Northumberland is, I think, what some Christians call a ‘thin place’. That is, it is a place where God seems very close. Not only is Lindisfarne or Holy Island found there, but there are countless sites and signs of Christian history going back the best part of two millennia. This is a place that has been prayed in and prayed over. At the same time, the ruins of castles also reveal it is a place that has been fought over. The signs of power-struggles are everywhere. The evidence of violence and prayer lies on every horizon.

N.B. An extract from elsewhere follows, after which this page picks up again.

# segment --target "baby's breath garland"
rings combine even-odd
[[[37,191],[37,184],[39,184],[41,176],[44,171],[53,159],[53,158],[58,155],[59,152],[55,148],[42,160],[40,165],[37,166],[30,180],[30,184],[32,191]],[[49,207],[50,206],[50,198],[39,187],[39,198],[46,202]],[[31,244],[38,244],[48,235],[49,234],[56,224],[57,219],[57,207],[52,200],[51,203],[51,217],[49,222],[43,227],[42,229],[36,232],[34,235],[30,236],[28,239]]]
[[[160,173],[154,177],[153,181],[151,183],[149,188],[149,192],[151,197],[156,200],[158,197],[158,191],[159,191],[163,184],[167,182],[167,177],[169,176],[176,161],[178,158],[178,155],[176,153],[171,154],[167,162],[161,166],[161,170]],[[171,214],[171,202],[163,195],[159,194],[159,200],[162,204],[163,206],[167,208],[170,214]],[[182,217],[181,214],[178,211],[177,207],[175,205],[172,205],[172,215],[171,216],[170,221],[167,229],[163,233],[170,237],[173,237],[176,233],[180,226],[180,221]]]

Just on the outskirts of Alnwick’s town centre is one of those huge, striking memorials to the dead raised after the Great War. Three bronze servicemen stand on a plinth looking solemnly down on the traffic below. The memorial contains the names of dozens and dozens of men from Alnwick killed in the brutal campaigns between 1914 and 1918. It is a place of stillness in the midst of a busy thoroughfare.

I suppose we are used to seeing these memorials. Certainly, the commemorative events of the past few years have raised awareness again about the ghastly events of a hundred years ago.
Perhaps we have become more attentive to the lessons told by the sad, sombre figures which stand on memorials across this nation and many others. I hope so. In this year when we particularly remember the mud and terror of Passchendaele we certainly should.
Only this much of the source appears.